»Aber wird es nicht auffallen, wenn Sie im Namen der Prinzessin diese Summe überbringen?«
»Dafür ist gesorgt; wir bringen es als Kollekte von einigen Kunstfreunden; stellen Sie einen Dilettanten oder Enthusiasten vor oder was in unseren Kram paßt. Der Regisseur wohnt nicht weit von hier und ist ein alter, ehrlicher Kauz, den wir schon gewinnen wollen. Nur hier um die Ecke, Freund; sehen Sie dort das kleine grüne Haus mit dem Erker?«
5.
Der Regisseur der Oper war ein kleiner, hagerer Mann, er war früher als Sänger berühmt gewesen und ruhte jetzt im Alter auf seinen Lorbeeren. Er empfing die Freunde mit einer gewissen künstlerischen Hoheit und Würde, welche nur durch seine sonderbare Kleidung etwas gestört wurde; er trug nämlich eine schwarze Florentiner Mütze, welche er nur ablegte, wenn er zum Ausgehen die Perücke auf die Glatze setzte. Auffallend stachen gegen diese bequeme Hauskleidung des Alten ein moderner, enge anliegender Frack und weite, faltenreiche Beinkleider ab; sie zeigten, daß der Herr Regisseur trotz der sechzig Jährchen, die er haben mochte, dennoch für die Eitelkeit der Welt nicht abgestorben sei; an den Füßen trug er weite, ausgetretene Pelzschuhe, auf denen er künstlich im Zimmer herumfuhr, ohne sichtbar die Beine aufzuheben; es kam den Freunden vor, als fahre er auf Schlittschuhen.

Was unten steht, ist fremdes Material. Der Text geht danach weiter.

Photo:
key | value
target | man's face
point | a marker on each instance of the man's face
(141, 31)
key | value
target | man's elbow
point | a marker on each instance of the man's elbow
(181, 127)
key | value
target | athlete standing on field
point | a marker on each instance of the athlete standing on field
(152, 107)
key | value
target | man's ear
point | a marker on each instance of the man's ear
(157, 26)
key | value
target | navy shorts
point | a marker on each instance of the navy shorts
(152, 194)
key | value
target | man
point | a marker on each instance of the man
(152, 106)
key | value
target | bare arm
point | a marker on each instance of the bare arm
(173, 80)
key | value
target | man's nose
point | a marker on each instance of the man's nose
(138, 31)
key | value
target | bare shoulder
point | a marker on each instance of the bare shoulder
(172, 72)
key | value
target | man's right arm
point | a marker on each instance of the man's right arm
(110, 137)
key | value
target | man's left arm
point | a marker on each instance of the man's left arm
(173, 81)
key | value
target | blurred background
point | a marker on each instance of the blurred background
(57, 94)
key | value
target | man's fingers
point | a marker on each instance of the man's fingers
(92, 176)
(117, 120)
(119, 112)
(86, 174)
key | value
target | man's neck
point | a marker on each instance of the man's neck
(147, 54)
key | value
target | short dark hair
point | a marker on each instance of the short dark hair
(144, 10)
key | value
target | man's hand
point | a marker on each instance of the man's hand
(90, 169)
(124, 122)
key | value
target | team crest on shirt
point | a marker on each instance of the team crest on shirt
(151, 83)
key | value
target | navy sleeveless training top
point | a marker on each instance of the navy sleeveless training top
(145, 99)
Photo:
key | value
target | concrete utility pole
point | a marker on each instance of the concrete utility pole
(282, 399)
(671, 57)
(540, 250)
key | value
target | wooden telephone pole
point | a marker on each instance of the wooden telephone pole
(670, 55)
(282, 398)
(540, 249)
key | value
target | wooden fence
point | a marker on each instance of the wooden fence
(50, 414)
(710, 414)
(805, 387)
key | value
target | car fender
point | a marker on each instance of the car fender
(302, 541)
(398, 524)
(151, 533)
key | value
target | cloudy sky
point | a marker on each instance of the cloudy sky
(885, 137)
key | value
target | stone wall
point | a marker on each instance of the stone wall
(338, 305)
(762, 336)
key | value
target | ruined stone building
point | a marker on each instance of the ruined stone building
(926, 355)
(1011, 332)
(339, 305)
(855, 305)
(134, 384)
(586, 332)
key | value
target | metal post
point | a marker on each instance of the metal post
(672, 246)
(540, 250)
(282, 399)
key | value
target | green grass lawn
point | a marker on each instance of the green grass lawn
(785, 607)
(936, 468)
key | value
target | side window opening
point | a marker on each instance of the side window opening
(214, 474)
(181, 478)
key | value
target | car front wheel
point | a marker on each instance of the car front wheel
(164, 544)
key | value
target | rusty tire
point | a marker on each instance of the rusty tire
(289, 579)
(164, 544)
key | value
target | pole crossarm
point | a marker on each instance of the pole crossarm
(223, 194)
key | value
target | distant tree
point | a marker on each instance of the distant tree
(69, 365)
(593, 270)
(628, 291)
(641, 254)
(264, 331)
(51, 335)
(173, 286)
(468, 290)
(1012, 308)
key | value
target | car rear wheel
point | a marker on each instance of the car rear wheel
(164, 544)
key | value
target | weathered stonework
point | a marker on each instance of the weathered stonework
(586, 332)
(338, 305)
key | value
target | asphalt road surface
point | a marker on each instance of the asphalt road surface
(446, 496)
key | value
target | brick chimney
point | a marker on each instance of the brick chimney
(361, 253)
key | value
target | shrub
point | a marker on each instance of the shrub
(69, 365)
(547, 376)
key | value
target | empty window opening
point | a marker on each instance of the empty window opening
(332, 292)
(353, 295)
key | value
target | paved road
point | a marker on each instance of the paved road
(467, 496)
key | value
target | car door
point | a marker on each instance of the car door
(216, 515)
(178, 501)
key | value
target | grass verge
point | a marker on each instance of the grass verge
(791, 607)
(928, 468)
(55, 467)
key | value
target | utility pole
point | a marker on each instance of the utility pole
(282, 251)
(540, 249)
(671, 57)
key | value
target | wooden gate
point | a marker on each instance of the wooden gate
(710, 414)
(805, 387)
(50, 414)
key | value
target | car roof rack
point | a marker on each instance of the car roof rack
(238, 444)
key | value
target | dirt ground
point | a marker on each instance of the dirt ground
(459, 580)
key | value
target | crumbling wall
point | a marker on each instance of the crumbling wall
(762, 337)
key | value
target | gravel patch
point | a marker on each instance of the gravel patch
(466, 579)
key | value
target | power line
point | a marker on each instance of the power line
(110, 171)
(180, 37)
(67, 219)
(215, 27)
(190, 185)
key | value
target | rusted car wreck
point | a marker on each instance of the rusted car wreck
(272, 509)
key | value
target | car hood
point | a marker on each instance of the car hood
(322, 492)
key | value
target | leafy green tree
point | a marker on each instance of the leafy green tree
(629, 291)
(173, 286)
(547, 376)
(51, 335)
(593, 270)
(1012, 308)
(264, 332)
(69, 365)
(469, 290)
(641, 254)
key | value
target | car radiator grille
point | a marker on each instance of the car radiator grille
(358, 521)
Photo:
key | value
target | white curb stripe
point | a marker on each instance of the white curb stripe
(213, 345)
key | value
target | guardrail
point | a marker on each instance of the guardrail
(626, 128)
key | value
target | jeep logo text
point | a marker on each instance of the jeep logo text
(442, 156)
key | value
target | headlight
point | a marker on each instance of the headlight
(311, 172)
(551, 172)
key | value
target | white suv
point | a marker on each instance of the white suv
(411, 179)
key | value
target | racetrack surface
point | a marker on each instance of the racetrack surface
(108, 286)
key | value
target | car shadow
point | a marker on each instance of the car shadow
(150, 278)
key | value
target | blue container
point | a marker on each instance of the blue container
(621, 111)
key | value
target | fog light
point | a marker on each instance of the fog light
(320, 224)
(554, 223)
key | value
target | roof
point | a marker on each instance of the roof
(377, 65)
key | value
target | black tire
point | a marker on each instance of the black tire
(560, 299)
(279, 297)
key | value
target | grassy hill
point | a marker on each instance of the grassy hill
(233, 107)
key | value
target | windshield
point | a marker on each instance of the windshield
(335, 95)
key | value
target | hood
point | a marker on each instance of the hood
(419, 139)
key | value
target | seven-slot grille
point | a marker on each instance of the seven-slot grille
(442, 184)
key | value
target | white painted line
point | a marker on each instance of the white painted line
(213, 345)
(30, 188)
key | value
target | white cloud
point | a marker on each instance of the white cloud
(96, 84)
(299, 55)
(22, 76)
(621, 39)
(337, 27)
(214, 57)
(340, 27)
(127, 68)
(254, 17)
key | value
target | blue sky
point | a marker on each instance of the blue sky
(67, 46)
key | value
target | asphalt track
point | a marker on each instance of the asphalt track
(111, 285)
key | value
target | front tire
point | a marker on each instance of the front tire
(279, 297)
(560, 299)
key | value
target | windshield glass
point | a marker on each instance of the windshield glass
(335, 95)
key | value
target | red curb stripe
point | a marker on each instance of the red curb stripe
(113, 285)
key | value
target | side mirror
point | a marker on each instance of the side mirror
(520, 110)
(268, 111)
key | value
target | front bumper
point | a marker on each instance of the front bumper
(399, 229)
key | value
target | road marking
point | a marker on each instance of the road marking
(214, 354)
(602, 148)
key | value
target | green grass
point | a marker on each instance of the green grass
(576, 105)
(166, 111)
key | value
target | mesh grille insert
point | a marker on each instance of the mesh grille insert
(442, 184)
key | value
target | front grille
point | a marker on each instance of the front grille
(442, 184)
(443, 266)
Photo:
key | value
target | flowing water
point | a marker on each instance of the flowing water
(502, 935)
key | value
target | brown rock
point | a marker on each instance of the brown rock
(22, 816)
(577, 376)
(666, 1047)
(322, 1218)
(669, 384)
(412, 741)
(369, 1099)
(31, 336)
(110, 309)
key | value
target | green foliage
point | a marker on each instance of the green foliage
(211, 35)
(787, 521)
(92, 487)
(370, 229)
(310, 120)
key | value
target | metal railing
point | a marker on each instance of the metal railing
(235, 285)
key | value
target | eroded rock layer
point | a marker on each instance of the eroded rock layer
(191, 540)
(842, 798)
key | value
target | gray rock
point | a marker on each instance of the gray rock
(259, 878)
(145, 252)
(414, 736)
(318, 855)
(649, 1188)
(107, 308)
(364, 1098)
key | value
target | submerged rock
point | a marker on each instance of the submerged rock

»Ist mir bereits angezeigt worden, der allerhöchste Wunsch,« sagte der Regisseur, als ihn der Graf mit dem Zweck ihres Besuches bekannt machte, »weiß bereits um die Sache; an mir soll es nicht fehlen, mein einziger Zweck ist ja, die allerhöchsten Ohren auf ergötzliche Weise zu delektieren, aber – aber ich werde denn doch submissest wagen müssen, einige Gegenvorstellungen zu exhibitieren.«
»Wie? Sie wollen diese Oper nicht geben?« rief der Graf.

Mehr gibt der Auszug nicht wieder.